Rob Poole is Professor of Social Psychiatry at Bangor University and Co-Director of the Centre for Mental Health and Society. He trained at St George’s Hospital, London and in Oxford. From 1988 to 2004 he was an NHS consultant psychiatrist in a severely deprived part of Liverpool. He was closely involved in developing services such as the Criminal Justice Liaison Team and the Homeless Outreach Team. In 2004 he moved to a clinical post in rural North East Wales. Since 2009 he has been a full time clinical academic. In 2011 he was elected Chair of the Royal College of Psychiatrists in Wales. His research interests include the relationship between substance misuse (especially alcohol) and mental illness, the care of people with intractable mental illness, prescribing practice, the nature of the relationship between social inequality and severe mental illness, and the relationship between mental illness and creativity. He has published work, and has work in progress, on all of these topics and others. He has co-authored two books, which are concerned with clinical skills. With Dr Robert Higgo and Professor Catherine Robinson he is working on a third text, on mental health and poverty.

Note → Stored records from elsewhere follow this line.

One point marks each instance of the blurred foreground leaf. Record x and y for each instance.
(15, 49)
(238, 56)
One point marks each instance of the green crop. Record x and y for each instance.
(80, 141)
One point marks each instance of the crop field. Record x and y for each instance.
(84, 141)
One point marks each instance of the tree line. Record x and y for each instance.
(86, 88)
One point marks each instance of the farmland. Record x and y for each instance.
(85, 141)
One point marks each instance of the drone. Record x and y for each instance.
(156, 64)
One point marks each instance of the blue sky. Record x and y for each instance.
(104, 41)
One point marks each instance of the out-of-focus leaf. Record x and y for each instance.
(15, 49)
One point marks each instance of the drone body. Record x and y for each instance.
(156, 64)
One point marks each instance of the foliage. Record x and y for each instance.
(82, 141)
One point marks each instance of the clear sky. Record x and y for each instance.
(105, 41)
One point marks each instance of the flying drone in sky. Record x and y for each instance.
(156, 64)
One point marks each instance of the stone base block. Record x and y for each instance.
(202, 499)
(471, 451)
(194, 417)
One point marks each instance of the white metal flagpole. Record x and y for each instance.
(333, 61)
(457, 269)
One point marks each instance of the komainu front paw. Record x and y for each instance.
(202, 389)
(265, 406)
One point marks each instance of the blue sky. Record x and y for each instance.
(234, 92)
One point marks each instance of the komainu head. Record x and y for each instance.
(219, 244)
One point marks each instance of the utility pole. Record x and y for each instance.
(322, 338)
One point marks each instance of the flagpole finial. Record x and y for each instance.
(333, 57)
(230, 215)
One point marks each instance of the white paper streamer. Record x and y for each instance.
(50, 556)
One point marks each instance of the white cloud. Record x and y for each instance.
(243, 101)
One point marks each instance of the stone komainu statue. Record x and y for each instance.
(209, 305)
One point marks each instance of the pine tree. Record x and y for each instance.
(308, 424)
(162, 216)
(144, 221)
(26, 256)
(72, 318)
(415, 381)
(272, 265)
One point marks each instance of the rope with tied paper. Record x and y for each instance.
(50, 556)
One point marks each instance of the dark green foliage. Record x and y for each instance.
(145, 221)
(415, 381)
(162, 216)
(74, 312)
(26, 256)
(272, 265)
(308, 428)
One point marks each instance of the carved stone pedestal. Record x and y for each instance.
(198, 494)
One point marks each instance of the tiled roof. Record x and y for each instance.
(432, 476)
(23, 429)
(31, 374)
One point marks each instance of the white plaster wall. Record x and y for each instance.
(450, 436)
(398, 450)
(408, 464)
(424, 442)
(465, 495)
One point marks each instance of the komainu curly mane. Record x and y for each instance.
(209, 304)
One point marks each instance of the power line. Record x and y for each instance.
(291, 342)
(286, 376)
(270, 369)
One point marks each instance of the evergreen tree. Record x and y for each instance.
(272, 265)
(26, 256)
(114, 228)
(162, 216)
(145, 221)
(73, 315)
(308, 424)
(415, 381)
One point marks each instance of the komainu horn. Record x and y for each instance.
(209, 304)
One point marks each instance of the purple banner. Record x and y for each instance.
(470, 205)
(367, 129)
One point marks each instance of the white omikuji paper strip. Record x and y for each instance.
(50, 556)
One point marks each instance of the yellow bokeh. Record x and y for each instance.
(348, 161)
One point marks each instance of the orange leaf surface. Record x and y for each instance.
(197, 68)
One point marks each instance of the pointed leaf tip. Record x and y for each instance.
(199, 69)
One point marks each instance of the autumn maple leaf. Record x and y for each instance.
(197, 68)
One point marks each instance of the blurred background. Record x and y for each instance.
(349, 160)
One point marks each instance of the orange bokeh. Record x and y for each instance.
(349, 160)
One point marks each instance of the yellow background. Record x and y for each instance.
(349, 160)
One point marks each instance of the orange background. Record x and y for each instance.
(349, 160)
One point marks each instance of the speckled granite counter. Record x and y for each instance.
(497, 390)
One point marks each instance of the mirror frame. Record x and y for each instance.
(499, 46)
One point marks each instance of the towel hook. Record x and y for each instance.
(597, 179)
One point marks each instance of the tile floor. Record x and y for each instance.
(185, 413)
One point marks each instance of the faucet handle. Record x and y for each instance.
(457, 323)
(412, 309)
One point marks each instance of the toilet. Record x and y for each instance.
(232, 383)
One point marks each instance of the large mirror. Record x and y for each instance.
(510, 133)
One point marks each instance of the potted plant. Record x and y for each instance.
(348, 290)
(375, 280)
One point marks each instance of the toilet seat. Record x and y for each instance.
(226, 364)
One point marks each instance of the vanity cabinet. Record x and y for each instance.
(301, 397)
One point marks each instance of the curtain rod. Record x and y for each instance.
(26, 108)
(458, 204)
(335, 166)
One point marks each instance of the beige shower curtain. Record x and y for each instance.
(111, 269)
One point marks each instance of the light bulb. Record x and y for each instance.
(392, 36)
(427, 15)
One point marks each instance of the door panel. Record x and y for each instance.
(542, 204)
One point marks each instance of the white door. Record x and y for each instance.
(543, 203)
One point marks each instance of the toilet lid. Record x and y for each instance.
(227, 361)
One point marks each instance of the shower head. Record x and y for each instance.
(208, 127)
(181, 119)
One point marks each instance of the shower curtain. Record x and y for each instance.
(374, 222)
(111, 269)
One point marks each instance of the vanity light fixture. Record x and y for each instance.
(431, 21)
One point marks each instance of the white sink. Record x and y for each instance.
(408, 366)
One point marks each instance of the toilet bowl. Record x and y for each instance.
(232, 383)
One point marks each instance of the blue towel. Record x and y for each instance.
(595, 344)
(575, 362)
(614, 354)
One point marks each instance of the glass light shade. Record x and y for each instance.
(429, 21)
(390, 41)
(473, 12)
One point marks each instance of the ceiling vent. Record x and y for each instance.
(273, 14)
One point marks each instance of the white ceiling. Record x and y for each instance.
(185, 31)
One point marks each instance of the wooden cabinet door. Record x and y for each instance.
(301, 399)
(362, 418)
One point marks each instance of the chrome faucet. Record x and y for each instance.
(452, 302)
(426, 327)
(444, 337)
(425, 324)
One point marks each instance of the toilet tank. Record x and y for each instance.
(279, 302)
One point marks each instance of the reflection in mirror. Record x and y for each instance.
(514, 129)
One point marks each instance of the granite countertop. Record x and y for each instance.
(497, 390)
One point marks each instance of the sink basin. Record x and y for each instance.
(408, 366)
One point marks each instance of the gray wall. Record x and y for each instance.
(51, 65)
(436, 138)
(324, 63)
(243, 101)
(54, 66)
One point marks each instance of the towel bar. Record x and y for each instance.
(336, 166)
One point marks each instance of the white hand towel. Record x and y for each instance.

Catherine A Robinson is Professor of Social Policy Research, Co-Director of the Centre for Mental Health and Society, Bangor University.  Graduated in Psychology from Bangor University in 1987.  During an active and varied research career she has built a significant profile in social policy research and has a leading role in social care research in Wales. Much of her work involves partnership with service organisations and she plays an important role in building capacity in social care and health research in Wales. The Centre for Mental Health and Society has emerged from a recent collaboration with Rob Poole and draws together and supports an interdisciplinary group of policy and applied researchers.  The Centre is building a reputation for developing high quality mixed methods research studies which have conceptual and instrumental impact. Catherine is involved in the supervision of postgraduate and postdoctoral research in the School of Social Sciences. Catherine has a particular interest in narrative research methods and everyday lives.  Recent projects include work with carers for people with mental health problems, death and alcohol and adult survivors of childhood abuse.